According to the company, they excelled with its top-end vision system, which accurately and quickly identifies optimal routes for the picking arm through voxel mapping (3D imaging) and, in conjunction with hardware, assesses each apple’s ripeness and quality before picking.
By using an expansive collection of imaging data and software, the vision system is able to detect not only which apples are ripe, but the specific ripeness level of each apple.
The apple harvester was able to harvest one apple every two seconds. The company estimated its machine could reach between 50-90% of fruit on trees. The system is designed to augment human labor and could allegedly pick apples every two seconds. Abundant said it was targeting a pick rate of 1.5 seconds for the commercialized version of the robot.
The company planned to broaden the type of fruit it picked in the future.
The company’s product expansion strategy (in their liquidation memo) was highlighted as below. The strategy called for solving the apple harvesting problem to a certain degree, and then move on to other tree fruits (for harvesting) and then other operations like thinning, pruning, and spraying.
Unfortunately the company could not make it past apples, as harvesting apples using robots and making it commercially viable is an extremely hard problem.
Robot platforms
Robot platforms provide generic robotic capabilities for hardware and software, without building application specific capabilities. Building robot platforms is equally hard, as your customer is not the end user of a particular application but the application developer for that application.
Platforms are incredibly powerful as they provide the tools to rapidly build other applications.

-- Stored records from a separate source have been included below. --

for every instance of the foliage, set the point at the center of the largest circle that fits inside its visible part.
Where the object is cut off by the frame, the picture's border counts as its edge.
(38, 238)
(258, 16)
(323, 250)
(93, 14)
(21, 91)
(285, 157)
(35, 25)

Imagine how difficult (and inefficient) it would be, if to make accounting software, you had to design and build computer hardware, and an operating system to run on the hardware, before you got to building your accounting software.
There is not a plethora of sophisticated platforms and tools to choose from, especially in agriculture. According to the podcast guest, Andrew Bates (CEO),SwarmFarm Robotics is building a platform (a set of tools and capabilities) to help application developers focus on building their application.
So what does a robot technology stack and operating environmentlook like?
Robot operating environment
Let us begin with a simple schematic diagram of the hardware and software for a robot, and how it interacts with the environment.
Schematic by Rhishi Pethe
The sensor and the actuator are the hardware components of the robot, For reference, a sensor could be a camera or a vision system (in the strawberry and apple examples above). The actuator is the hardware component performing an action (in the strawberry example, it is the robotic arm with scissors to cut the stem of the strawberry).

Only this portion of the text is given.